Muhammed Hasan Alvân’ın, kendisine En İyi Arap Romanı Ödülü getiren romanı “Küçük Bir Ölüm”, ünlü İslam düşünürü, mutasavvıf İbnü’l – Arabi’nin yaşamını, “vücuda getirerek” anlatan biyografik bir kitap.
Muhammed Hasan Alvân, 1979 yılında Suudi Arabistan’ın başkenti Riyad’da doğmuş. Kral Suud Üniversitesi’nde lisans eğitimini, ABD’nin Portland Üniversitesi’nde yüksek lisansını, Kanada Carleton Üniversitesi’nde ise doktora eğitimini tamamlamış. Suudi Arabistan’daki çeşitli yayın organlarına makaleler kaleme alan Hasan Alvân’ın, ilk romanı “Sakfu’l – Kifâye”yi 2002 yılında yayımlanmış. 2013 yılında yazdığı “el-Kundus” adlı romanı En İyi Arap Romanı Ödülü’ne aday gösterilmiş. 2017 yılında kaleme aldığı, İslam düşünürü, mutasavvıf İbnü’l – Arabi’nin hayatını anlatan “Küçük Bir Ölüm” ise aynı yıl En İyi Arap Romanı Ödülü’ne layık görülmüş, pek çok dile çevrilip dünyanın birçok yerinde okunmuş. “Küçük Bir Ölüm”, Ketebe Yayınları etiketi, Güler Özdemir çevirisiyle artık Türkçede.
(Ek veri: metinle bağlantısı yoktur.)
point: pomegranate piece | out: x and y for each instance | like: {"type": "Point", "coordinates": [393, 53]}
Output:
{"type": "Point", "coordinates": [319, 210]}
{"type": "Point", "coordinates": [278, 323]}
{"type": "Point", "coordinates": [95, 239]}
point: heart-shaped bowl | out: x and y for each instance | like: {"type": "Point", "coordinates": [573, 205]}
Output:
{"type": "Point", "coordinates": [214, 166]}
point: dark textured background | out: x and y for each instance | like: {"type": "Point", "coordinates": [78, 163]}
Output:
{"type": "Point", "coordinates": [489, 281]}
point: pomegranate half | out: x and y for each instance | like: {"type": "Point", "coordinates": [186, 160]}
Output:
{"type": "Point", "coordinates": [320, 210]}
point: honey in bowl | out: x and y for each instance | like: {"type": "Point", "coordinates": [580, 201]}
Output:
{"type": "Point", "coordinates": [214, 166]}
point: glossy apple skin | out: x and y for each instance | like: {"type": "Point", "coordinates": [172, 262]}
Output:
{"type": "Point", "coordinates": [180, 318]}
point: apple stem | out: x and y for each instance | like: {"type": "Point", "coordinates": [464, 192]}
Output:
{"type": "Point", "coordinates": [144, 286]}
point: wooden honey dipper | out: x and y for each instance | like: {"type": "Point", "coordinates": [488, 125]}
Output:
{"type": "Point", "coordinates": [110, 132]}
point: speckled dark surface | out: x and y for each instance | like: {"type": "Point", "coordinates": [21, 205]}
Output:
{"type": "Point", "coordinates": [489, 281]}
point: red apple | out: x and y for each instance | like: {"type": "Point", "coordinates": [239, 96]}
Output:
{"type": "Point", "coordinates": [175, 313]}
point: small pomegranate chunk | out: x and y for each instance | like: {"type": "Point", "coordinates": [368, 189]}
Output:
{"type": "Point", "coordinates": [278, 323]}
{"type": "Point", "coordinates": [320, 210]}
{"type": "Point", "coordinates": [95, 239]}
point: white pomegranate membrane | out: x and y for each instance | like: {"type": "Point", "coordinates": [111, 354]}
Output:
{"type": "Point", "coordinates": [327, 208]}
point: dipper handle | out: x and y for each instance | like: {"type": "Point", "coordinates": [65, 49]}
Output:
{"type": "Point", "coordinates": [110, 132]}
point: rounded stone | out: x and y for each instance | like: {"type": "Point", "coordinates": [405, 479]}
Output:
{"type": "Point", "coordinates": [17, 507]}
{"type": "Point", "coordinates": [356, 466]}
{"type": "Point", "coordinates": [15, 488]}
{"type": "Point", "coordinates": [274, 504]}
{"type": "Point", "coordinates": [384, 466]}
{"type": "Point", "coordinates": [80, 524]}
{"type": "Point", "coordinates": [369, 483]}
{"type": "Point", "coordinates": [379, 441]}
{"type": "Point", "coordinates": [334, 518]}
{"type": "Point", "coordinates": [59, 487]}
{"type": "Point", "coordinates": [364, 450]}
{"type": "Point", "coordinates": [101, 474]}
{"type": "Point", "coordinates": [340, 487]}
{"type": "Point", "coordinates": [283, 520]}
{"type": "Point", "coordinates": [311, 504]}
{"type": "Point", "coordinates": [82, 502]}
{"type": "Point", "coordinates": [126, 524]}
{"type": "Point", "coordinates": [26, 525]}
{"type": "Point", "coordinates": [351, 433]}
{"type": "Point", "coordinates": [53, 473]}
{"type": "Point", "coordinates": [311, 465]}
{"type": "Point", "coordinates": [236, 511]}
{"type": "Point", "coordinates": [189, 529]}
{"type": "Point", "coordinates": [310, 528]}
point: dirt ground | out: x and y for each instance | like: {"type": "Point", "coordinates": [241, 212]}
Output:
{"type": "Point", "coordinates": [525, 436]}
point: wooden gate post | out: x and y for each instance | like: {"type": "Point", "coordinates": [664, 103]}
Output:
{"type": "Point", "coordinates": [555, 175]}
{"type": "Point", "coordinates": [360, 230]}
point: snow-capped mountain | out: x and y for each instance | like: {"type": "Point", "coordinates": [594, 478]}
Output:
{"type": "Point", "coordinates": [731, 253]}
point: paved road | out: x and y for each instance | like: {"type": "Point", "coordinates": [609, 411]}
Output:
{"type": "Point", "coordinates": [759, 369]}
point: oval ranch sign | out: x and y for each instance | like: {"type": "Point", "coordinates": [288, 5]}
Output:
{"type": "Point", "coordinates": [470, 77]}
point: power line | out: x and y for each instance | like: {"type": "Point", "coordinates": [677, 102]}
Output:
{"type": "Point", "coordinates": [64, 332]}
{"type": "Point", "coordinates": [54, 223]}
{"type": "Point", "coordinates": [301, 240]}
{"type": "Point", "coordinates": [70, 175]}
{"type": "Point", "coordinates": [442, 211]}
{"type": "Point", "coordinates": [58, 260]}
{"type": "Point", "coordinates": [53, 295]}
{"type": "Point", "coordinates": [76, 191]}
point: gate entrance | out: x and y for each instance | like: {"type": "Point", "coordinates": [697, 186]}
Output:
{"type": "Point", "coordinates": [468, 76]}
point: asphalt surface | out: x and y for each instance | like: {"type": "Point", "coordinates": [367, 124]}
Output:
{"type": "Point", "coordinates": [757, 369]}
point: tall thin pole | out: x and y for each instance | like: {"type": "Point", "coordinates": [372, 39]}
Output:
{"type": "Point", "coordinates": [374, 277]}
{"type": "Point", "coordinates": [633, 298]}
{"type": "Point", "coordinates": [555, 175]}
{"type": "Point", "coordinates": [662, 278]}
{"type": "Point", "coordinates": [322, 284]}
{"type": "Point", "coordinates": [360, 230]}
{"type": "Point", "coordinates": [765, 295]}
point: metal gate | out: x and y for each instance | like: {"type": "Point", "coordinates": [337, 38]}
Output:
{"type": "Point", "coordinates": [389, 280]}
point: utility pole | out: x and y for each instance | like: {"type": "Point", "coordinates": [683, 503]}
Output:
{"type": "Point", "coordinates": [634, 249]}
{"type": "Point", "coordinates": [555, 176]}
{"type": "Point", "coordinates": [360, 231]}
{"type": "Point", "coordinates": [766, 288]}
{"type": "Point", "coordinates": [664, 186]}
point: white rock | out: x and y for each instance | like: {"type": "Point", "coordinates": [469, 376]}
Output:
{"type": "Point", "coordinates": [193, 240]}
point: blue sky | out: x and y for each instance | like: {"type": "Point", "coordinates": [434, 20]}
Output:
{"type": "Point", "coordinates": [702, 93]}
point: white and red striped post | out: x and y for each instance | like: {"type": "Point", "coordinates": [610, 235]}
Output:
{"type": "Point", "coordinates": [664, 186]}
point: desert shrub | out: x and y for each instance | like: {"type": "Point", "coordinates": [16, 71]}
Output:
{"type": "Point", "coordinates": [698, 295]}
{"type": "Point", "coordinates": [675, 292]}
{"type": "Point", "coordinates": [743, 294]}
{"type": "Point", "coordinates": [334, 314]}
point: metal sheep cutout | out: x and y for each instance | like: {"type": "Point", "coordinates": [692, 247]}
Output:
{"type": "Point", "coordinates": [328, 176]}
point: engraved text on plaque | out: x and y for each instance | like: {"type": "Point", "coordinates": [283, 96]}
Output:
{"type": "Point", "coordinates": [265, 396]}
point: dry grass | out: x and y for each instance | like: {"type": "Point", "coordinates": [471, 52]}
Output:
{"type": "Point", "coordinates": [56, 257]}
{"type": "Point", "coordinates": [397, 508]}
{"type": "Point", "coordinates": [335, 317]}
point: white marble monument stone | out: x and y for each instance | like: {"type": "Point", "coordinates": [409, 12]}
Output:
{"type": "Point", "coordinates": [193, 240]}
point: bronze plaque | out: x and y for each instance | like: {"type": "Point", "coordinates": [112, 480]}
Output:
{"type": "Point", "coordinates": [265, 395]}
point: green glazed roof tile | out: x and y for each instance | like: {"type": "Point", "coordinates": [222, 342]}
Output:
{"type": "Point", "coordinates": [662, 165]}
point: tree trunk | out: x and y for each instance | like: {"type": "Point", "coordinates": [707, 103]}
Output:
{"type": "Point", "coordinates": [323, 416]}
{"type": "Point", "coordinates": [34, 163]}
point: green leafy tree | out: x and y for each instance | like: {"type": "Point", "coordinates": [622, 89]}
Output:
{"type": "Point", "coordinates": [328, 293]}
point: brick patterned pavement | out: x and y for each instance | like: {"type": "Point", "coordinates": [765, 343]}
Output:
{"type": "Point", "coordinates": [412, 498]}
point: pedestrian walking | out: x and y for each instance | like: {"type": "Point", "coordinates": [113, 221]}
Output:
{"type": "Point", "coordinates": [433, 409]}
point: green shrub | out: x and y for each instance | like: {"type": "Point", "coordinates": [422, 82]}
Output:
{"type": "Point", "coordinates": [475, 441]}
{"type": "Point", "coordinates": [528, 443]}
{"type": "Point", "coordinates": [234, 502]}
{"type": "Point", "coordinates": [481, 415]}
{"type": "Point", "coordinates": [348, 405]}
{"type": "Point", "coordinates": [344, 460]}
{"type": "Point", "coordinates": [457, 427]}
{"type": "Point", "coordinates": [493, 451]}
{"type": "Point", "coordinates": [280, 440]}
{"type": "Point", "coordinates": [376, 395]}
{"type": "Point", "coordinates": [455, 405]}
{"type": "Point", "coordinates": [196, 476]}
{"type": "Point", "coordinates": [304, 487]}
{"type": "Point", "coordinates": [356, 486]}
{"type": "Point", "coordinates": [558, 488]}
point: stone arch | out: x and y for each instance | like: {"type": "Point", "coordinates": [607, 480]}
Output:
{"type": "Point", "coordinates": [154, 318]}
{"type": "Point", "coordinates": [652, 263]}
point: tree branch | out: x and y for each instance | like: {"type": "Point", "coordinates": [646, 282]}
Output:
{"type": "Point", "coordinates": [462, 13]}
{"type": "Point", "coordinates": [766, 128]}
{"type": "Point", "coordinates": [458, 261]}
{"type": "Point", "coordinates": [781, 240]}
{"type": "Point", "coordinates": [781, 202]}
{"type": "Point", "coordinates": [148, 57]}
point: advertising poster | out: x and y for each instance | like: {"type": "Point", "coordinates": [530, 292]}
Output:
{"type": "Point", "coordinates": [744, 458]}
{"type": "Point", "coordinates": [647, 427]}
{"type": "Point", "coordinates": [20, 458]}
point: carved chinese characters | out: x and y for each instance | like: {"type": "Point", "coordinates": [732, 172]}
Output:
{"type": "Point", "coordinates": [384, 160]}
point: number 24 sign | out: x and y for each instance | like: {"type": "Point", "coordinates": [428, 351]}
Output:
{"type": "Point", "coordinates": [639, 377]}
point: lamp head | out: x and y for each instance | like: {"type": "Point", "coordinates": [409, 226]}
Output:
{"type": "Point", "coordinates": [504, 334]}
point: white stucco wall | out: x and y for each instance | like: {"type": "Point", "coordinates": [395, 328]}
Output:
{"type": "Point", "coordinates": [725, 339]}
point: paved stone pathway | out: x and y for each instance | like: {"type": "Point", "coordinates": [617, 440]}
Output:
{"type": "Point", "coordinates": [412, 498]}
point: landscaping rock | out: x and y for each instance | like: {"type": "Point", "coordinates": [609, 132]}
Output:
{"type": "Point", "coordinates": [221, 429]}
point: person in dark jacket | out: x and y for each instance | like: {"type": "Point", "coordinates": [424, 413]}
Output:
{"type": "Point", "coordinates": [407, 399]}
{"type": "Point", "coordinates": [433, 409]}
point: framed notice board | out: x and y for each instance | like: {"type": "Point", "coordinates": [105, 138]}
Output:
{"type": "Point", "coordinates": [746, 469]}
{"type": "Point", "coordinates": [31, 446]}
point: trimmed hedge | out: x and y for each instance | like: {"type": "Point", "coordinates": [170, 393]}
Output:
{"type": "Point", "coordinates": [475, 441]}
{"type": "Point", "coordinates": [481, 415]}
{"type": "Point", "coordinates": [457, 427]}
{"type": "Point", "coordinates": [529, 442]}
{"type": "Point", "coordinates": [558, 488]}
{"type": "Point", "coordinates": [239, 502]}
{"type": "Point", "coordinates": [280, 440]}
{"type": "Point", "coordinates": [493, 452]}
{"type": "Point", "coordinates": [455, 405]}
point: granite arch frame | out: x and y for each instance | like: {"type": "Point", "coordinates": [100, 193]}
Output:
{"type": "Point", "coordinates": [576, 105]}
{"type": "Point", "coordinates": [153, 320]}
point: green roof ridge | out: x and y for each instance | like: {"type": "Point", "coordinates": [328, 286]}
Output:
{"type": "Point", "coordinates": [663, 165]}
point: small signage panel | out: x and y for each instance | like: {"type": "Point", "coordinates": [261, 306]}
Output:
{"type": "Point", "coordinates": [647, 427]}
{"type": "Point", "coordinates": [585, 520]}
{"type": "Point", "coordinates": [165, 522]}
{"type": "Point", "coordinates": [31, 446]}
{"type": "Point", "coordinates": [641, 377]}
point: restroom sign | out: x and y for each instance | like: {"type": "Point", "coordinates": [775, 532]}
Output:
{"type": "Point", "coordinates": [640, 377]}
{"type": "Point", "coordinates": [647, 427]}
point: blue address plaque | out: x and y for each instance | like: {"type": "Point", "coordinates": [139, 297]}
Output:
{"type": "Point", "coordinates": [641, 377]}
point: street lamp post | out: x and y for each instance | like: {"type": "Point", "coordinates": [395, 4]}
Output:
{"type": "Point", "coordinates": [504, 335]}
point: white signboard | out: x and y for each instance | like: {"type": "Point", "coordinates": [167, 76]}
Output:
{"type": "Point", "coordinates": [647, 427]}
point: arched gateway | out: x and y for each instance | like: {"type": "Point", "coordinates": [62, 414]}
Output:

Fikirleri ve yaşamıyla sadece Doğu’da değil, Batı’da da birçok insanın etkilemiş İbnü’l – Arabi’nin bir “yolculuk” olan yaşamını, onun en insani haliyle ele alan “Küçük Bir Ölüm”, Muhammed Hasan Alvân’ın diliyle bir biyografik romandan çok daha fazlasını barındırıyor.
Net tarihiyle 28 Temmuz 1165’te Endülüs’te doğan İbnü’l – Arabi, 8 yaşında ailesiyle birlikte geldiği İşbiliye’de (bugünkü Sevilla), tasavvufla, ona ilgi duyan akrabaları sayesinde tanışmış. İlk eğitimini burada alan İbnü’l – Arabi, çocuk yaştayken Ahmed İbnu’l adında Sufi bir gençle arkadaş kurarak tasavvufla olan bağını ilerletti. Bir süre kaldığı Endülüs’te, kendini aramak, âlemi görmek, insanı tanımak için bir yolculuğa çıkmış. Şam’a, Bağdat’a, Mekke’ye giderek buraların önde gelen şeyh ve alimleriyle tanışan İbnü’l Arabi, onlardan gerçek bilginin sadece akılla değil, tasavvufla geldiğini öğrenerek Sufizmi benimsemiş ve hayatını da bu manevi yola adamış. Üç yıl boyunca Mekke’de yaşayan ve bu dönemde “Fütûḥâtü’l-Mekkiyye” adlı eserini yazmaya başlayan İbnü’l Arabi, 1204 yılında Mecdüddin İshak ile tanışarak önce Medine’ye, ardından da Bağdat’a gitmiş. Bağdat’a yaptığı ziyarette Şeyh Abdülkâdir Geylânî’nin öğrencileri ile bir araya gelme fırsatı bulmuş ve düşüncelerini daha da zenginleştirmiş. Burada da “Tenezzülâtü’l-Mevṣıliyye ile el-Celâl ve’l-cemâl”i yazmış. Sonrasında Konya’ya gelen ve “Risaletü’l-Envar”ı yazan İbnü’l – Arabi, Konya’dan Mısır’a doğru yeni bir yolculuğa çıkmış ve burada Futuhat-ı Mekkiye’deki sözleri nedeniyle Mısır uleması tarafından hakkında idam cezası verilmesiyle Şam’a gitmiş ve en önemli eseri Fusus’u kaleme almış. 10 Kasım 1239 yılında da Şam’da hayatını kaybetmiş.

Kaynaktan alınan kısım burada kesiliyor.